Three sets of examples illustrate this agenda:
Over the course of several years, LaMP has developed a strong capacity in experimental research. Our speciality lies in replication, broadly understood: generalizing and extending experimental projects on questions central to public management. Examples include:
- “Shaping pro-environmental attitudes among public service trainees : an experimental study” (co-authored by LaMP member Xiaohu Wang)
- “Assessing Information-based Policy Tools : An Eye-Tracking Laboratory Experiment on Public Information Posters” (authored by LaMP members Richard Walker and Dannii Yuen-Lan Yeung, former LaMP member M. Jin Lee, and LaMP alumnus Ivan Lee)
- “Best Practice Recommendations for Replicating Experiments in Public Administration” (co-authored by LaMP members Richard Walker and Nick Petrovsky, and former LaMP member M. Jin Lee)
LaMP is also known for a focus on quantitatively integrating key literatures in public management and policy, to take stock of the distribution of evidence and use these insights to inform advances to the research agenda. Examples include:
- “Bibliometric Mapping of Emotional Labor Studies in Public Administration” (co-authored by LaMP members Chih-Wei Hsieh and Daan Wang)
- “Does Strategic Planning Improve Organizational Performance?
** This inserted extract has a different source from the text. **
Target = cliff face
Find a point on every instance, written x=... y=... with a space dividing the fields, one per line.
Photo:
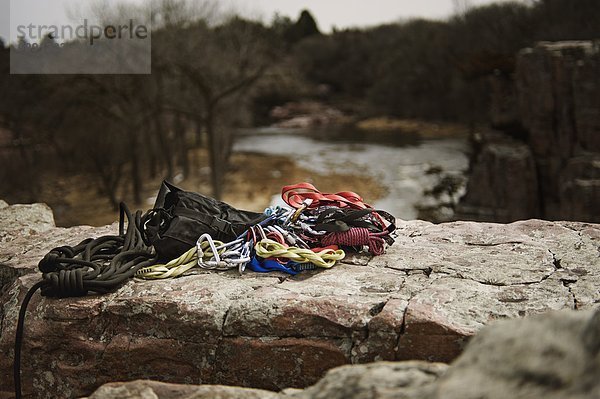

A Meta-Analysis” (co-authored by LaMP alumnus Bert George and LaMP member Richard Walker)
- “How Does a Seminal Article in Public Administration Diffuse and Influence the Field” (authored by former LaMP member Yanto Chandra and current LaMP member Richard Walker)
Finally, LaMP members are active in carefully designed observational studies, covering range of topics: budgeting, energy, environment, human resource management, organizational design, organizational performance, sustainable development, social and public services innovation, and strategic management. Examples include:
- “Institutional Intermediaries and Firm Choices in Response to Regulations” (authored by LaMP member Ning Liu)
- “The role of political connection on overinvestment of Chinese energy firms” (co-authored by LaMP member Lin Zhang)
- “Portable Innovation, Policy Wormholes, and Innovation Diffusion” (co-authored by LaMP member Wenna Chen)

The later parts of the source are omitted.